Stochastic Gradient Descent for Nonparametric Additive Regression
Xin Chen, Jason M. Klusowski
TL;DR
This work introduces Functional SGD (F-SGD) for online training of nonparametric additive models, providing memory- and time-efficient learning by updating truncated basis coefficients. The authors establish a rigorous oracle inequality and demonstrate minimax-optimal rates over Sobolev ellipsoid function classes, with robustness to model mis-specification and even when the covariate distribution lacks full support. The method achieves favorable scalability relative to kernel methods and competing online approaches, and extends to adaptation via Lepski’s method for unknown smoothness, as well as potential general convex losses. Practically, F-SGD enables streaming-friendly, scalable estimation of high-dimensional additive models with strong theoretical guarantees and empirical efficiency.
Abstract
This paper introduces an iterative algorithm for training nonparametric additive models that enjoys favorable memory storage and computational requirements.
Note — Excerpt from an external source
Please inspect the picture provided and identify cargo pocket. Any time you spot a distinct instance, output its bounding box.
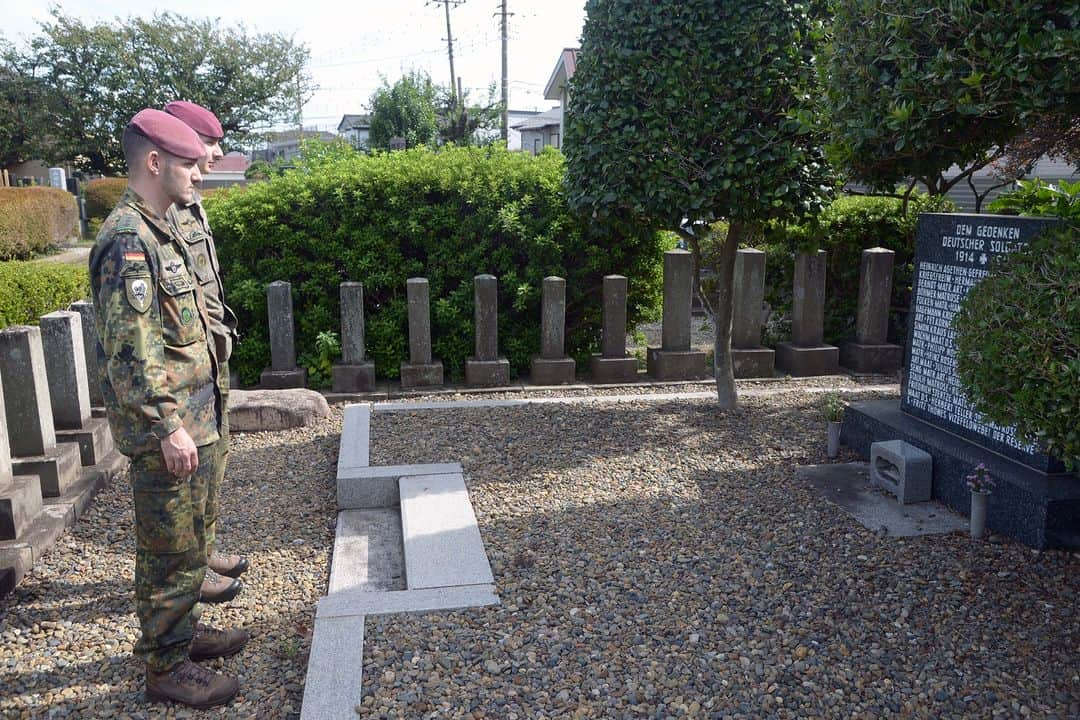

The algorithm can be viewed as the functional counterpart of stochastic gradient descent, applied to the coefficients of a truncated basis expansion of the component functions. We show that the resulting estimator satisfies an oracle inequality that allows for model mis-specification. In the well-specified setting, by choosing the learning rate carefully across three distinct stages of training, we demonstrate that its risk is minimax optimal in terms of the dependence on both the dimensionality of the data and the size of the training sample. Unlike past work, we also provide polynomial convergence rates even when the covariates do not have full support on their domain.